Caldeirão da Bolsa

Economia portuguesa com o pior desempenho da UE

Espaço dedicado a todo o tipo de troca de impressões sobre os mercados financeiros e ao que possa condicionar o desempenho dos mesmos.

por mcarvalho » 16/11/2007 1:43

Juros e subsídios aceleram crescimento da despesa pública


15/11/2007

n bpi
O défice do subsector Estado baixou em 939,4 milhões de euros nos primeiros dez meses deste ano, para 4,911 mil milhões de euros, com o crescimento das receitas a mitigar o efeito da aceleração do aumento das despesas.

De acordo com os dados hoje divulgados pela Direcção Geral do Orçamento (DGO), a despesa do subsector Estado situou-se em 36,03 mil milhões de euros entre Janeiro e Outubro, um valor que corresponde a um crescimento homólogo de 4,1% face ao mesmo período de 2006.

Este valor representa uma forte aceleração face ao verificado nos primeiros nove meses do ano (período durante o qual a despesa cresceu 2,6%), o que a DGO explica com o comportamento das despesas com juros da dívida pública, com subsídios e com capital.

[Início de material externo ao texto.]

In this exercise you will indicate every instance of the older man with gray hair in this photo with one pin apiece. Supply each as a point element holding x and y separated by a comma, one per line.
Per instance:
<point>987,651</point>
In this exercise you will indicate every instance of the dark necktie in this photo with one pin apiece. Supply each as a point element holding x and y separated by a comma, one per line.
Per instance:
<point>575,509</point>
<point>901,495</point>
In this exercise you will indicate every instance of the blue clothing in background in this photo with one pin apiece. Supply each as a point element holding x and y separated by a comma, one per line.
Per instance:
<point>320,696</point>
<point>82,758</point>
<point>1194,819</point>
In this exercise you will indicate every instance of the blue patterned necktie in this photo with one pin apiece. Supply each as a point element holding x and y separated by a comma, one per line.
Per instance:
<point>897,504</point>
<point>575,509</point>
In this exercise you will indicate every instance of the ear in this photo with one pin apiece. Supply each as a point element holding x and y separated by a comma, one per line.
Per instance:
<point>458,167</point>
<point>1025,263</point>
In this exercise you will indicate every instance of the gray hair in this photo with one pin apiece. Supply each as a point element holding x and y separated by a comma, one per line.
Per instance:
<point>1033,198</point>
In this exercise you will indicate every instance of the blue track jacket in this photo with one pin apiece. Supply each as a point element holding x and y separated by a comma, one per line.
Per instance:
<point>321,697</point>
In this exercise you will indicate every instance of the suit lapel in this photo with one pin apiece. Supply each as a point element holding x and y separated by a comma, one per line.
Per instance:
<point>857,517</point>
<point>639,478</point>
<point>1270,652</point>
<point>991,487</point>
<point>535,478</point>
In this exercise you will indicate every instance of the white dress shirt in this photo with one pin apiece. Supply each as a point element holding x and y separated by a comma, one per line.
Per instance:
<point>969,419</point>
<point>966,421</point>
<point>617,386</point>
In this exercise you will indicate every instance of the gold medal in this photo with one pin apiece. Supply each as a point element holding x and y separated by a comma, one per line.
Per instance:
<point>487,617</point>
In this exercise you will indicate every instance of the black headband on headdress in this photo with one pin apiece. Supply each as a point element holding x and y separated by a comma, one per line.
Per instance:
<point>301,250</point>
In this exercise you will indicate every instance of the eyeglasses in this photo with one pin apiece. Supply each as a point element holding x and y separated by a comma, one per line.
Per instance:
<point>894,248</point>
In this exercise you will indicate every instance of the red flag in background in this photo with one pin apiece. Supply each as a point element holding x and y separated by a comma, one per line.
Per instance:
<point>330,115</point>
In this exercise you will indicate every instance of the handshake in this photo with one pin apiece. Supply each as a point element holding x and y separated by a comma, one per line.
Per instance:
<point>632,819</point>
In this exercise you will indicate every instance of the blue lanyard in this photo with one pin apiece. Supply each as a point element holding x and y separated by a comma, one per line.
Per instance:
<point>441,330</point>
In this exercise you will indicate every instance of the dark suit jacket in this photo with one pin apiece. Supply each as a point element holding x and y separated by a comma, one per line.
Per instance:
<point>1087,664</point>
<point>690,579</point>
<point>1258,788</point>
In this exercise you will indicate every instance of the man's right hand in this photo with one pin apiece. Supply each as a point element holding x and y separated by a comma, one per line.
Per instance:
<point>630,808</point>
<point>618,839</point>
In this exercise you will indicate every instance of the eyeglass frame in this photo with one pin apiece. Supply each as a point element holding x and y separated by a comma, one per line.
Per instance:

Com juros e outros encargos o Estado gastou 4,47 mil milhões de euros nos primeiros 10 meses do ano, um crescimento de 6,5% que se explica com o aumento dos juros nos últimos meses, em resultado da crise no mercado do crédito. Até Setembro as despesas com juros estavam a crescer a um ritmo homólogo bem inferior, de 3%. Ainda assim, a DGO assinala que nas previsões para a totalidade de 2007 está inscrito um crescimento de 8,6%.

A contribuir também para o aumento da despesa esteve o "crescimento muito significativo dos subsídios, explicado pelo facto da Resolução de Conselho de Ministros que procedeu à distribuição das indemnizações compensatórias pela prestação de serviço público para o ano de 2007 ter sido publicada dois meses mais cedo do que o verificado em 2006".

Contudo, as receitas do Estado continuam a crescer a um ritmo bem superior à da despesa, possibilitando a descida do défice orçamental, que o Governo estima ficar já nos 3% este ano.

A receita registou uma taxa de variação homóloga acumulada de 8,2% para 31,11 mil milhões de euros, com as receitas fiscais a crescerem ao mesmo ritmo. A DGO assinala que para este resultado contribuiu o crescimento da receita dos impostos directos em 14,3% e a dos impostos indirectos em 4,5%.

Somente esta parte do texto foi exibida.